Why did organizations fund the creation of the first computers?

February 4, 2024 No comments

What were the events that drove organizations to fund the creation of the first computers?

I suspect that many readers do not appreciate how long scientific/engineering calculations took before electronic computers became available, or the huge number of clerical staff employed to process the paperwork associated with running any sizeable business.

If somebody wanted to know the logarithm of some value, or the sine/cosine of an angle, they looked up the answer in a table. Individuals owned small booklets of tables supplying some level of granularity and number of significant digits. My school boy booklet contains 60-pages of tables, all to five digits of output accuracy, with logarithm supporting four-digit input values and the sine/cosine/tangent tables having an input granularity of hundredth of a degree.
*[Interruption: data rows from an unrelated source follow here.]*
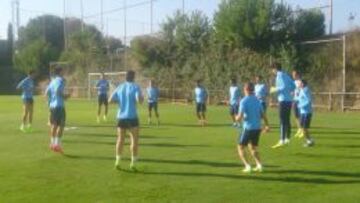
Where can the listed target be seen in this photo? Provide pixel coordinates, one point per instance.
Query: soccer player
(127, 95)
(261, 91)
(297, 82)
(27, 87)
(284, 89)
(153, 96)
(305, 107)
(250, 113)
(103, 87)
(200, 99)
(234, 100)
(56, 92)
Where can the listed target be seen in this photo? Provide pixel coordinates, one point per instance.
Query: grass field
(180, 162)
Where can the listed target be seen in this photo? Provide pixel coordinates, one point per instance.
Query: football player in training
(27, 87)
(305, 108)
(297, 81)
(250, 113)
(57, 95)
(103, 87)
(261, 91)
(200, 99)
(153, 96)
(127, 95)
(234, 99)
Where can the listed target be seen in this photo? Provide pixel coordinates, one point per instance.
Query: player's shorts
(28, 101)
(250, 136)
(128, 123)
(305, 120)
(58, 116)
(200, 107)
(234, 109)
(102, 99)
(296, 109)
(152, 105)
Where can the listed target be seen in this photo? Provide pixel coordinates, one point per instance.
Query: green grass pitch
(179, 161)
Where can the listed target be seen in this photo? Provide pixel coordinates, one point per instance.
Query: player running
(284, 89)
(153, 96)
(297, 81)
(200, 99)
(250, 113)
(56, 92)
(235, 94)
(261, 91)
(127, 95)
(305, 107)
(103, 87)
(27, 87)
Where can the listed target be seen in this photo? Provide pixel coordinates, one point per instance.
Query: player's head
(275, 67)
(249, 88)
(303, 84)
(258, 78)
(130, 76)
(198, 83)
(31, 73)
(295, 74)
(102, 75)
(58, 71)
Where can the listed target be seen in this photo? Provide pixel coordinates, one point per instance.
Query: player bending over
(127, 95)
(235, 94)
(200, 99)
(305, 107)
(250, 113)
(153, 96)
(27, 87)
(103, 87)
(56, 91)
(284, 89)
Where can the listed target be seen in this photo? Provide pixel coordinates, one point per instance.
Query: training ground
(179, 161)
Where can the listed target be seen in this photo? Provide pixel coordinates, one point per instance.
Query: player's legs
(134, 146)
(121, 133)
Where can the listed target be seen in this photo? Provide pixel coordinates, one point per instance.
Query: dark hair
(249, 86)
(233, 81)
(130, 76)
(276, 66)
(57, 70)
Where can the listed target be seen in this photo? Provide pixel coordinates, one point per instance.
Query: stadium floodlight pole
(331, 15)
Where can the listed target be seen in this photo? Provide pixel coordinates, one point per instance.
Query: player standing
(297, 82)
(127, 95)
(153, 96)
(103, 87)
(200, 99)
(27, 87)
(261, 91)
(235, 94)
(56, 92)
(250, 113)
(305, 107)
(284, 89)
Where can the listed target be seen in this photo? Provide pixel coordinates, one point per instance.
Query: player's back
(127, 95)
(251, 107)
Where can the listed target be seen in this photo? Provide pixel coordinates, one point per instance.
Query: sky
(138, 18)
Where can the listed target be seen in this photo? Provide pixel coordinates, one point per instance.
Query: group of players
(246, 111)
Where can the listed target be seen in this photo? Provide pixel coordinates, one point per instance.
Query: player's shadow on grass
(198, 162)
(260, 177)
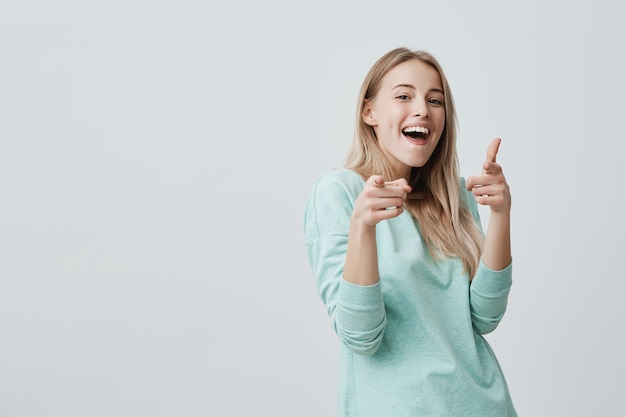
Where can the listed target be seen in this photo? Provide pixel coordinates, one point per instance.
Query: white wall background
(154, 161)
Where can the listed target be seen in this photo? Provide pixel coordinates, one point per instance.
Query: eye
(435, 101)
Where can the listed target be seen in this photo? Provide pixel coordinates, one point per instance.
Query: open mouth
(416, 132)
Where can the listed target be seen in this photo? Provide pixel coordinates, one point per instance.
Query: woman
(395, 244)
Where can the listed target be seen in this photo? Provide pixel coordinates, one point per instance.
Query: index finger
(493, 150)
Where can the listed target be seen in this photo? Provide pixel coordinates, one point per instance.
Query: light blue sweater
(412, 344)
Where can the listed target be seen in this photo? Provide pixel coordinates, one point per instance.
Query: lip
(420, 141)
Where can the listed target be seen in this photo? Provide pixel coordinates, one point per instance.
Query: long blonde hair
(447, 225)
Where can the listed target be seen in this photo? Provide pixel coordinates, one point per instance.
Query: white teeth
(416, 129)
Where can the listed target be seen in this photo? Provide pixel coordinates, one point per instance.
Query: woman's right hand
(380, 200)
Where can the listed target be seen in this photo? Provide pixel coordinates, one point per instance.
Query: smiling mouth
(416, 132)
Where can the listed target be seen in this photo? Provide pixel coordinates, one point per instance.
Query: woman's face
(408, 115)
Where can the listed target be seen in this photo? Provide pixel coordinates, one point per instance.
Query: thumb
(377, 181)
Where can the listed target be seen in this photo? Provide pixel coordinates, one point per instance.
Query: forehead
(414, 72)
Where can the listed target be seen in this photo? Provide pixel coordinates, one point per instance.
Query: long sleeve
(357, 312)
(489, 290)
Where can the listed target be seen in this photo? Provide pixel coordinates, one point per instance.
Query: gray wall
(154, 161)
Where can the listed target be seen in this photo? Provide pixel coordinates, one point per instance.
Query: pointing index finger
(493, 150)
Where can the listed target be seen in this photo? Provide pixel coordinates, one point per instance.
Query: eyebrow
(411, 86)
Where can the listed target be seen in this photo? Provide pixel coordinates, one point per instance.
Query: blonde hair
(448, 227)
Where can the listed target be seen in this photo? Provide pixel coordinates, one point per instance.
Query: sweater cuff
(360, 307)
(488, 282)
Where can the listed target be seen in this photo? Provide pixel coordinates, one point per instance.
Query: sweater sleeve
(489, 290)
(357, 312)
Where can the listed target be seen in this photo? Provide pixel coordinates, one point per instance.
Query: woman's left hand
(490, 188)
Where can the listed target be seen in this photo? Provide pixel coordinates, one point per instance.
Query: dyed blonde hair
(448, 228)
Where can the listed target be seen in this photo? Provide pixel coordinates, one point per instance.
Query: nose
(420, 108)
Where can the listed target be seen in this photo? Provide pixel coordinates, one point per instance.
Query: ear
(368, 115)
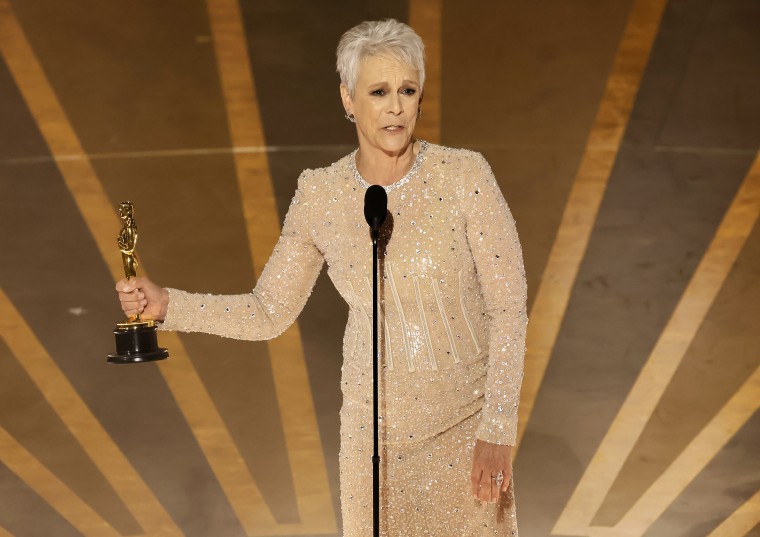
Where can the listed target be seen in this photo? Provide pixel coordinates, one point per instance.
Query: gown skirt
(424, 485)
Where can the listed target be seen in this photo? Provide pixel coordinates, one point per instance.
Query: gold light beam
(665, 358)
(585, 198)
(181, 376)
(425, 18)
(289, 370)
(83, 425)
(741, 521)
(51, 489)
(693, 459)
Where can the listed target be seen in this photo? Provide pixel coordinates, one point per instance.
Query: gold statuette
(136, 339)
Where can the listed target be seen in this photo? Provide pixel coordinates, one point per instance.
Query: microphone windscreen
(375, 205)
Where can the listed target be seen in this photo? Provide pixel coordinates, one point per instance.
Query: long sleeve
(495, 247)
(280, 293)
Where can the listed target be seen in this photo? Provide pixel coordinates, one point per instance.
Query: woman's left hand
(488, 461)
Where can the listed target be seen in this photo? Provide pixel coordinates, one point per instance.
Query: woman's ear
(346, 98)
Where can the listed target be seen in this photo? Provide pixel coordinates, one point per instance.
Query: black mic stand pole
(375, 362)
(375, 209)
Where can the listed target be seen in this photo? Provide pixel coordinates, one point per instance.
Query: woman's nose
(394, 106)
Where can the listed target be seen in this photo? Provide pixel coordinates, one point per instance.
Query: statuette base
(136, 342)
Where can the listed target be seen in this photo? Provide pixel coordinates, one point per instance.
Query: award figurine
(136, 339)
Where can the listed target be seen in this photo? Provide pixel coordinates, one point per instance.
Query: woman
(453, 300)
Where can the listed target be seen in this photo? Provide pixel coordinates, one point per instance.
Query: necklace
(412, 171)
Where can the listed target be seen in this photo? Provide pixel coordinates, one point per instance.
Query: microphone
(375, 208)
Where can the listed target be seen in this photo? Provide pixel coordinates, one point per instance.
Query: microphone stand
(375, 361)
(375, 209)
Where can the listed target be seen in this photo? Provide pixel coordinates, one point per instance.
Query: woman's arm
(279, 296)
(492, 236)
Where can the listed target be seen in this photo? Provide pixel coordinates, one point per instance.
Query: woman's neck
(380, 168)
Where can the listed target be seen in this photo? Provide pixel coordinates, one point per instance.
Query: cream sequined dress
(453, 299)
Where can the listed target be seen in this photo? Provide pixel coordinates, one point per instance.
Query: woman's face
(385, 103)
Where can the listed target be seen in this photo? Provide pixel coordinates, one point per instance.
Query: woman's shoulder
(452, 156)
(337, 171)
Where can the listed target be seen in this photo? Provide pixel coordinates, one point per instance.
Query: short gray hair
(372, 38)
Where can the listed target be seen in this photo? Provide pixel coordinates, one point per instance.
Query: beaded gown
(453, 321)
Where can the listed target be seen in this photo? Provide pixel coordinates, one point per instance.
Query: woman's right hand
(140, 295)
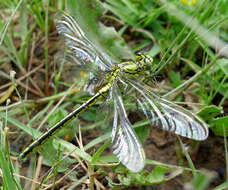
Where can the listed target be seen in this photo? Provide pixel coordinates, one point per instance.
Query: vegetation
(188, 42)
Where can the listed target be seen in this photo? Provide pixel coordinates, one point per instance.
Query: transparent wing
(126, 145)
(84, 61)
(168, 115)
(80, 49)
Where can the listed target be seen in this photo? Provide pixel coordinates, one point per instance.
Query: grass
(188, 40)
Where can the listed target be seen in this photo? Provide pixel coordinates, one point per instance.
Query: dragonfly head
(145, 60)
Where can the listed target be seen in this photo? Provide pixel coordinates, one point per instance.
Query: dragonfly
(113, 79)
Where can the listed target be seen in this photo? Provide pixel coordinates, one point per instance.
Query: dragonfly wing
(82, 60)
(126, 145)
(79, 49)
(168, 115)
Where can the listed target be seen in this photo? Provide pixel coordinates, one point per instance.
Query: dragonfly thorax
(136, 68)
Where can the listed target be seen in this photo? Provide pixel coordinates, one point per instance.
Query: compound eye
(148, 60)
(138, 57)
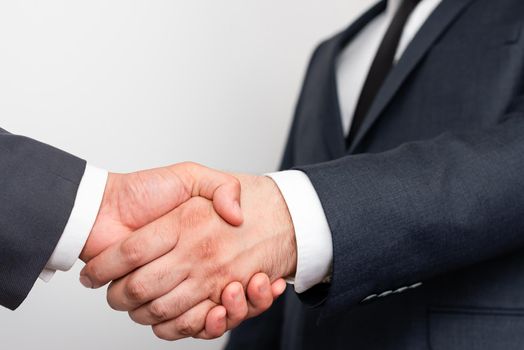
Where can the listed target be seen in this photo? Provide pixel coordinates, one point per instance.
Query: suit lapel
(323, 86)
(435, 25)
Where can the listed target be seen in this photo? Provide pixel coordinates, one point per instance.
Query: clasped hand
(183, 255)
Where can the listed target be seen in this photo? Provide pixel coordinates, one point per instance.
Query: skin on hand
(208, 320)
(133, 200)
(199, 254)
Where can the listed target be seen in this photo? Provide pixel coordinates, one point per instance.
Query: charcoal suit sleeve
(423, 209)
(38, 186)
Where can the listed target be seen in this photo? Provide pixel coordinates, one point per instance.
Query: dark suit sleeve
(38, 187)
(422, 209)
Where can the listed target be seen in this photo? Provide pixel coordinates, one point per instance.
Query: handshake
(189, 250)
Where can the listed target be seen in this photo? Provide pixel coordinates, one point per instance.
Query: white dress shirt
(313, 235)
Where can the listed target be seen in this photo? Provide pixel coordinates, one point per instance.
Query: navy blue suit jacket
(430, 190)
(38, 186)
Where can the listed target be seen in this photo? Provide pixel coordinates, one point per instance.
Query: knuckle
(185, 327)
(159, 310)
(136, 290)
(162, 332)
(207, 248)
(94, 273)
(132, 252)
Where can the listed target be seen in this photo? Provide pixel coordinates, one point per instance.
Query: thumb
(221, 188)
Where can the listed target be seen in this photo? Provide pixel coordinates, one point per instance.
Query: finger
(189, 324)
(216, 324)
(147, 244)
(278, 287)
(147, 283)
(170, 306)
(234, 300)
(260, 295)
(223, 189)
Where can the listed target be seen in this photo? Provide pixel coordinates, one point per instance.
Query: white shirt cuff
(83, 216)
(313, 236)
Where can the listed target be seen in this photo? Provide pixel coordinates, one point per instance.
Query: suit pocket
(475, 329)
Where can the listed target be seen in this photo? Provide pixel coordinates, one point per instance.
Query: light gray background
(138, 84)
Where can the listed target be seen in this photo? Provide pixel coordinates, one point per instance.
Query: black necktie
(381, 66)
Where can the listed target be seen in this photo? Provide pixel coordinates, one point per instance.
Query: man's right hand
(134, 200)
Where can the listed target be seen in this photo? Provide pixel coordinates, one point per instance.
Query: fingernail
(86, 282)
(222, 315)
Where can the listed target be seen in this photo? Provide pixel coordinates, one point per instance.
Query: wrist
(94, 244)
(284, 225)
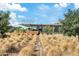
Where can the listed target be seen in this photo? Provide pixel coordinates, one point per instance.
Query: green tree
(4, 22)
(48, 29)
(70, 24)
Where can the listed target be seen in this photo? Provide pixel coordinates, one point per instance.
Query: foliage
(4, 22)
(48, 29)
(70, 24)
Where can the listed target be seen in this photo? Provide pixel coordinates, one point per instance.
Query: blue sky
(37, 13)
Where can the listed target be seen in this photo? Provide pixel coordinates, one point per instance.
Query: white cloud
(14, 7)
(76, 5)
(63, 4)
(43, 7)
(56, 5)
(21, 16)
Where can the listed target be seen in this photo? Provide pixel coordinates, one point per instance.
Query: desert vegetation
(24, 44)
(21, 42)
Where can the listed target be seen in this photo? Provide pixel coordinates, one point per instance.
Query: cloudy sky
(37, 13)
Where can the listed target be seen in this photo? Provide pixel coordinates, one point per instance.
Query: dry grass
(24, 42)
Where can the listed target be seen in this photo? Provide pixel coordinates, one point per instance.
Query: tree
(70, 24)
(4, 22)
(48, 29)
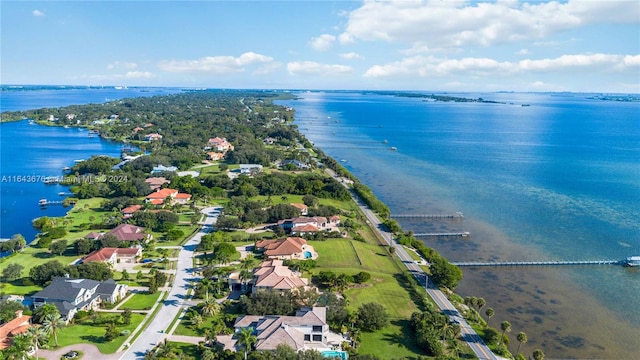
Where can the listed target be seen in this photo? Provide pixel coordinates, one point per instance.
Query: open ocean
(556, 180)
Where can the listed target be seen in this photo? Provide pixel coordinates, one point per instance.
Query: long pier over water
(457, 215)
(540, 263)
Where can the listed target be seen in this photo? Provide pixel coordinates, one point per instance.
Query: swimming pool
(335, 353)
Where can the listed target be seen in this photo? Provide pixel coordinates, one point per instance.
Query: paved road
(467, 333)
(156, 331)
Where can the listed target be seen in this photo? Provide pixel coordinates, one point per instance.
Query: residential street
(156, 331)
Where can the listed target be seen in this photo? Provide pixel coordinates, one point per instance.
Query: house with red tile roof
(129, 210)
(93, 236)
(307, 330)
(113, 255)
(20, 324)
(289, 248)
(127, 232)
(156, 182)
(214, 156)
(162, 194)
(304, 209)
(272, 275)
(220, 144)
(153, 137)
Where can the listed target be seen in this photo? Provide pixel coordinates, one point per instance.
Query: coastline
(562, 324)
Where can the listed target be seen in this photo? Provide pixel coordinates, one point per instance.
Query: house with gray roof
(72, 295)
(306, 330)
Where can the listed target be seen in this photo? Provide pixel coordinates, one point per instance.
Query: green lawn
(141, 301)
(334, 253)
(395, 341)
(94, 334)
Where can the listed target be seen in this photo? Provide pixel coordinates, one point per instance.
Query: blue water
(30, 152)
(559, 179)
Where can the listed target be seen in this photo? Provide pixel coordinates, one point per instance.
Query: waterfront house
(271, 275)
(181, 198)
(297, 163)
(93, 236)
(152, 137)
(127, 232)
(289, 248)
(18, 325)
(130, 210)
(220, 144)
(114, 255)
(156, 182)
(214, 156)
(304, 209)
(307, 330)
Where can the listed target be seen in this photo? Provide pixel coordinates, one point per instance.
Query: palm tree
(52, 324)
(38, 336)
(206, 285)
(210, 308)
(248, 263)
(246, 339)
(20, 345)
(505, 326)
(522, 338)
(490, 312)
(538, 354)
(197, 320)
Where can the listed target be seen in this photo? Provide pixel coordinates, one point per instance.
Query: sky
(445, 45)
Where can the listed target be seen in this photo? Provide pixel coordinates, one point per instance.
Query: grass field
(141, 301)
(94, 334)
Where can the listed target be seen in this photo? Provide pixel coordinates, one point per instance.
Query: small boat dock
(45, 202)
(457, 215)
(461, 234)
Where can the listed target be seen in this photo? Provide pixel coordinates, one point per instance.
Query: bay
(555, 179)
(29, 153)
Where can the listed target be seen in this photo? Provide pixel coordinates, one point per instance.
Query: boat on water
(51, 180)
(632, 261)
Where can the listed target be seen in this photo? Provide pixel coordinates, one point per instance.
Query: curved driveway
(156, 331)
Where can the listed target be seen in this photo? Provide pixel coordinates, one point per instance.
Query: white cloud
(138, 75)
(457, 23)
(123, 65)
(322, 42)
(431, 66)
(215, 64)
(119, 77)
(352, 56)
(268, 68)
(314, 68)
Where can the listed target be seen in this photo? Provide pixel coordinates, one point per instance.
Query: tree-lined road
(156, 331)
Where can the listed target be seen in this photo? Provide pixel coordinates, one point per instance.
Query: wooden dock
(45, 202)
(457, 215)
(461, 234)
(539, 263)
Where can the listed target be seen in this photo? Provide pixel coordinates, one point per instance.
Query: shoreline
(487, 242)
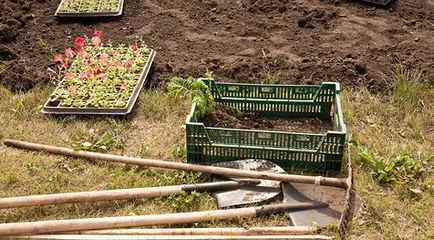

The values in these tables were calculated by human computers; with the following being among the most well known (for more details, see Calculation and Tabulation in the Nineteenth Century: Airy versus Babbage by Doron Swade, and The History of Mathematical Tables: from Sumer to Spreadsheets edited by Campbell-Kelly, Croarken, Flood, and Robson):

Logarithms and trigonometric functions are very widely used, creating incentives for investing in calculating and publishing tables. While it may be financially worthwhile investing in producing tables for some niche markets (e.g. Life tables for insurance companies), there is an unmet demand that will only be filled by a dramatic drop in the cost of computing simple expressions.

Babbage’s Difference engine was designed to evaluate polynomial expressions and print the results; perfect for publishing tables. While Babbage did not build a Difference engine, starting in 1837, engines based on Babbage’s design were built and sold commercially by the Swede Per Georg Scheutz.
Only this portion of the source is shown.